I made two changes to the train scripts. One is to train the student model without loading ImageNet pre-trained weight. The other is to import InPlaceABN directly from inplace_abn package instead of libs directory, to make this project compatible with PyTorch v1.0 and above. Here is the edited shell script:

is_pi_use=True
is_pa_use=True
is_ho_use=True
lambda_pi=10.0
lambda_d=0.1

# start kd from 0 step with loading the pretrain imgnet model on student 
CUDA_VISIBLE_DEVICES='3' python -m torch.distributed.launch --nproc_per_node 1 train_and_eval.py \
    --gpu 0 \
    --parallel False \
    --random-mirror \
    --random-scale \
    --weight-decay 5e-4 \
    --data-dir '/Datasets/cityscapes' \
    --batch-size 8 \
    --num-steps 40000 \
    --is-student-load-imgnet False \
        --S_resume False \
        --T_ckpt_path 'Teacher_city.pth' \
    --student-pretrain-model-imgnet ./dataset/resnet18-imagenet.pth \
    --pi ${is_pi_use} \
    --pa ${is_pa_use} \
    --ho ${is_ho_use} \
    --lambda-pa 0.5 \
    --pool-scale 0.5 \
    --lambda-pi ${lambda_pi} \
    --lambda-d ${lambda_d} \

Could you help me to solve this problem? Thanks!

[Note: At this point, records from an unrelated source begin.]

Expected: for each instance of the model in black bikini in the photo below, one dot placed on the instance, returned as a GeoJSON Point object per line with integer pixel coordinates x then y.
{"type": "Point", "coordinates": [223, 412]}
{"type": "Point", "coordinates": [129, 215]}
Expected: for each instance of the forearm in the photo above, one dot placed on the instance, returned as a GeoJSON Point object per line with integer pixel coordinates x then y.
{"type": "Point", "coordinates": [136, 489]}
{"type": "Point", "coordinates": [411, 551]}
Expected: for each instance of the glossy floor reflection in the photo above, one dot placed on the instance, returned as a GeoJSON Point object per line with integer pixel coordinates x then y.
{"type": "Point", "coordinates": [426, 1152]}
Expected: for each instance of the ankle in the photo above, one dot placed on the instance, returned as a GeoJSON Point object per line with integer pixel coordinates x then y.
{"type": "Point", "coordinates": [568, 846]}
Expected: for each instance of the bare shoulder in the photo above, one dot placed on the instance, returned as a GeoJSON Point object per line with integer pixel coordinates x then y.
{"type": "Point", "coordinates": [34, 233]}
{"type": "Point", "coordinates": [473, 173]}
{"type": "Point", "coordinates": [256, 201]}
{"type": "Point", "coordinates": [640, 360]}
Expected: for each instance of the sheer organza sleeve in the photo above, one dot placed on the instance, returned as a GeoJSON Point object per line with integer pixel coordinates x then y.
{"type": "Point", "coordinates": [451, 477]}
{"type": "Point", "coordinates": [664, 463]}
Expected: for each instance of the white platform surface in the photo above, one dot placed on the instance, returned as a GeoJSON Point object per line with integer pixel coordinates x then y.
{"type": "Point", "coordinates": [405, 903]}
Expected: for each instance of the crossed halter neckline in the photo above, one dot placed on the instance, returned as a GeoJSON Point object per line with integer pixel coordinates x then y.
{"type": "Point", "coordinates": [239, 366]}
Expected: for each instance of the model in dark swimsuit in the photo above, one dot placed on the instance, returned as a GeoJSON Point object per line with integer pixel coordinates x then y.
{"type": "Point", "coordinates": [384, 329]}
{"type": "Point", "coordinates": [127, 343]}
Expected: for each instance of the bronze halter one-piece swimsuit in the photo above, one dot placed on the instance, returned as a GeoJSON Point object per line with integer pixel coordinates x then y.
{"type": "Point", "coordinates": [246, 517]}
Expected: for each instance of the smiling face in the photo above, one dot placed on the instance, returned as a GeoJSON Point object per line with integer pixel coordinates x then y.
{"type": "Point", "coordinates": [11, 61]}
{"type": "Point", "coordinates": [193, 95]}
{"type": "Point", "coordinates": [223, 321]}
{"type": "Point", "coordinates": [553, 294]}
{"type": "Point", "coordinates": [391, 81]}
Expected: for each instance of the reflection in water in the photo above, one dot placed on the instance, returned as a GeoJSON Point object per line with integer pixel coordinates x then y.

aachenhang commented 4 years ago

I got runtime error at the last step, too. But I think your snapshot has been saved so the runtime error is OK.

Your comment is commited on 8 Nov 2019, and the code at this time has a bug Issue11. In CriterionPixelWise() funciton: N,C,W,H = preds_T[0].shape softmax_pred_T = F.softmax(preds_T[0].view(-1,C), dim=1). And this bug is fix on Dec 9, 2019, why your result(IOU0.685917) seems not bad(through it also didn't reach the claimed result)?